Probing the Higgs self-coupling at the LHC
The discovery of the Higgs boson at the Large Hadron Collider (LHC) in the summer of 2012 has experimentally confirmed the Brout–Englert–Higgs (BEH) mechanism of electroweak symmetry breaking and mass generation. The BEH mechanism not only predicts the existence of a massive scalar particle, the Higgs boson, but also requires this scalar particle to couple to itself, which is not observed yet. Therefore, searching for the production of double Higgs bosons and measuring the Higgs boson self-coupling is a crucial examination of the BEH mechanism. Any deviation from the Standard Model predictions opens a window to new physics.

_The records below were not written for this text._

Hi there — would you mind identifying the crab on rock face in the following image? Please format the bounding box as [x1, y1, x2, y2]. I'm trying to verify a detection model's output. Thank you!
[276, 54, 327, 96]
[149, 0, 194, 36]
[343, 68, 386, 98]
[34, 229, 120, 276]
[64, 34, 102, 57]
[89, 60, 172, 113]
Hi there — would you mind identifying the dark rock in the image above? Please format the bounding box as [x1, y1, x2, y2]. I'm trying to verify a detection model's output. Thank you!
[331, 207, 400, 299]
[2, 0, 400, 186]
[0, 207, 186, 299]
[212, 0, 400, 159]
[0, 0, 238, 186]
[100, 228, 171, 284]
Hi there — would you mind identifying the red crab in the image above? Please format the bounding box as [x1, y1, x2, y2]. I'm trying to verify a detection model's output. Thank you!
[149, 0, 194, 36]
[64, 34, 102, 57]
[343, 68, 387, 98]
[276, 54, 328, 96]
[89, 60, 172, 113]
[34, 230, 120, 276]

Moreover, the form of the Higgs field potential, which generates the Higgs boson self-coupling after electroweak symmetry breaking, can have important cosmological implications for the early evolution of the Universe, involving, such as the predictions for vacuum stability and the models in which the Higgs boson acts as the inflation field. This talk will discuss the current status of probing the Higgs self-coupling with double Higgs boson searches and single Higgs boson electroweak correction measurements at the LHC.

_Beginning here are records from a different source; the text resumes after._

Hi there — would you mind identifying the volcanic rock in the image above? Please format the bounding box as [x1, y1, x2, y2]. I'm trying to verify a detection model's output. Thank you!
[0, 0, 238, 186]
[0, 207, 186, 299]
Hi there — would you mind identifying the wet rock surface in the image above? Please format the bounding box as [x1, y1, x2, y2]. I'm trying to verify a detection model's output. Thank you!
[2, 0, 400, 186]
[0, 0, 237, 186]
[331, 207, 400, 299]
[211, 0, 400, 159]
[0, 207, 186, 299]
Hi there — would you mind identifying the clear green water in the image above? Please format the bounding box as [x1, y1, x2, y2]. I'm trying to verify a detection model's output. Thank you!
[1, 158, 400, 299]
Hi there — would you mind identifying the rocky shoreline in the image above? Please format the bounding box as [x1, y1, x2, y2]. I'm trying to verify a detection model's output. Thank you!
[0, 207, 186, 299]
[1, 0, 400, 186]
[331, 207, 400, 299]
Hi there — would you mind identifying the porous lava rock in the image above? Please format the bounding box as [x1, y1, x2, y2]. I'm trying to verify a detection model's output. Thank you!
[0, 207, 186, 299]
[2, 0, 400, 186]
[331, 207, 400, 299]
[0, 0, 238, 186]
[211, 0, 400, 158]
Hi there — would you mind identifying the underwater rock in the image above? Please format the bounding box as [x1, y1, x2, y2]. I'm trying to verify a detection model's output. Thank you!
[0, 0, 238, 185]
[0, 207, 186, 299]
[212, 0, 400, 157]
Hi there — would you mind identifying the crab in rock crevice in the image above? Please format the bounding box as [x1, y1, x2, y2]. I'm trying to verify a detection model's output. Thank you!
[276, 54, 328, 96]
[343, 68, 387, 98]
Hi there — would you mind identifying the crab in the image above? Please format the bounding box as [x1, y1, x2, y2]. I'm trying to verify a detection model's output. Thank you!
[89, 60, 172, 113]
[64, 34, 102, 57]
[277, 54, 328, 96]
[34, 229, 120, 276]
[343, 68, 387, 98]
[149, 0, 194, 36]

Xiaohu SUN, graduated from Shandong University, started his journey of particle physics at Shandong University, and got his PhD from the University of Grenoble. He performed postdoctoral researches at CAS/IHEP, the University of Alberta, and the University of Manchester. Now he is working as a researcher at Peking University. He has been working at the LHC with the ATLAS and CMS detectors for more than 10 years. His work ranges from single top-quark measurements, Beyond-the-Standard-Model Higgs searches, electroweak new physics studies, the searches of double Higgs bosons, to detector developments for the luminosity measurement, whose publications have been cited more than 700 times. His recent highlights include: the first search of double Higgs and the precision measurement of the Higgs electroweak correction at 13 TeV, which provides the most precise measurements of the double Higgs cross section limits and the Higgs self-coupling measurements at that moment. He delivered a plenary talk with these high-quality results on behalf of the ATLAS and CMS collaborations at the LHCP conference. He has been assigned as many important roles including analysis responsible person, LHCHXSWG subgroup convener and the run coordinator of the forward detector.